Viola cunninghamii, also known as the white mountain viola, is a species of flowering plant within the genus Viola and family Violaceae. It is endemic to New Zealand.

== Description ==
Viola cunninghamii is a perennial herb known for its slender and branching rhizome. The plant forms a cluster of leaves in a tufted rosette pattern. The leaf blades are generally triangular-ovate to sub-orbicular, measuring between 10 and 20 mm in diameter. The edges of the leaves have slightly indistinct, crenate margins, and their stalks are longer than the blade itself.

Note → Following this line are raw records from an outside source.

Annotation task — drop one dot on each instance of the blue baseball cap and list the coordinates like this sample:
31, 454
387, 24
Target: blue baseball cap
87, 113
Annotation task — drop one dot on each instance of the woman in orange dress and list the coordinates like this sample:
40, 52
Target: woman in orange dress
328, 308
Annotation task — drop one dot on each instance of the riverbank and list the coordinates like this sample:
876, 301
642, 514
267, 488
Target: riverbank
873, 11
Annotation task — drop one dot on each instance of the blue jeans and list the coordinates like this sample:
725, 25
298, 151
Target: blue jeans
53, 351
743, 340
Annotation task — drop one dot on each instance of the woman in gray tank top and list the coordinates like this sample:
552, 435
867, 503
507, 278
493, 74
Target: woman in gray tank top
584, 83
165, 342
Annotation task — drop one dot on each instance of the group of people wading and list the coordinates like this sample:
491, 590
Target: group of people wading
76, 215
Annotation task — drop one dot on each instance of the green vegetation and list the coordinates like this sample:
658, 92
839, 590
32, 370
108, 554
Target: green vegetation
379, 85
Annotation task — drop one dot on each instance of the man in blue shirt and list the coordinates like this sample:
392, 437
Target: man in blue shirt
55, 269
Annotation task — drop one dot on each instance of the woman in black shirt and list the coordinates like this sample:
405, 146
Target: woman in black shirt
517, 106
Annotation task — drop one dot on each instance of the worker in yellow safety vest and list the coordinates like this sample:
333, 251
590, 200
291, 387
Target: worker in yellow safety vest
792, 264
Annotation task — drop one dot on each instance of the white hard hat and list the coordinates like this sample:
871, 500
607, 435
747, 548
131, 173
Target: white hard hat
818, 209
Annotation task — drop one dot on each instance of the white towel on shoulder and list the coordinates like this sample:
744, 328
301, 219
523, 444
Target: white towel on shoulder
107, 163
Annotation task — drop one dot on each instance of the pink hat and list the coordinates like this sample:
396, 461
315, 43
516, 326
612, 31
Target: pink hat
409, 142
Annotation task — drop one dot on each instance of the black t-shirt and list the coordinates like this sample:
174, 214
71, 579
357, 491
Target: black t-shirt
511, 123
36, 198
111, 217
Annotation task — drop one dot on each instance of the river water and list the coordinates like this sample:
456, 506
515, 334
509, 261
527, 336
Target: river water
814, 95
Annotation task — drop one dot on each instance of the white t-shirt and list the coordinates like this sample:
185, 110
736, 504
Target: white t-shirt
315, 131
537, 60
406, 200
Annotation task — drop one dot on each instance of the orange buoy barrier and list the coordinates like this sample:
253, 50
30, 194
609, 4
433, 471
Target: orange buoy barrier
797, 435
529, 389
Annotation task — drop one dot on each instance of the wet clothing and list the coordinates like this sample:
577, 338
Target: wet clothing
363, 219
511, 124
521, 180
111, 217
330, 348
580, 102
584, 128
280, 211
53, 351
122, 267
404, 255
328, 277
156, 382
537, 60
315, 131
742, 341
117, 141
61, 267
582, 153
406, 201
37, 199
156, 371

The flowers of Viola cunninghamii emerge singularly on elongated stalks that surpass the length of the leaves. These delicate flowers showcase shades of white or pale violet, with a length of about 6 to 10 mm. Notably, the rear petal of the flower features a short, blunt spur. The flowering period typically occurs between the months of November and February. The fruit of this herb takes the form of a capsule that splits open into three valves when matured. The species has a chromosome count of 2n = 48.

When distinguishing Viola cunninghamii from other Viola species in Tasmania, certain defining characteristics of this species can be identified. The presence of rhizomes distinguishes it as a rhizomatous species. Additionally, the spurred anterior petal, rather than just a pouched one, sets it apart. Furthermore, the leaves of Viola cunninghamii are rounded, contrasting with the lanceolate or oblong leaves found in other similar species.

== Distribution and habitat ==
Viola cunninghamii possesses a widespread Oceanic distribution, where it can be found in New Zealand, Tasmania and the Chatham Islands. The species inhabits elevated mountain habitats such as alpine herbfields, grasslands, and grassy heaths.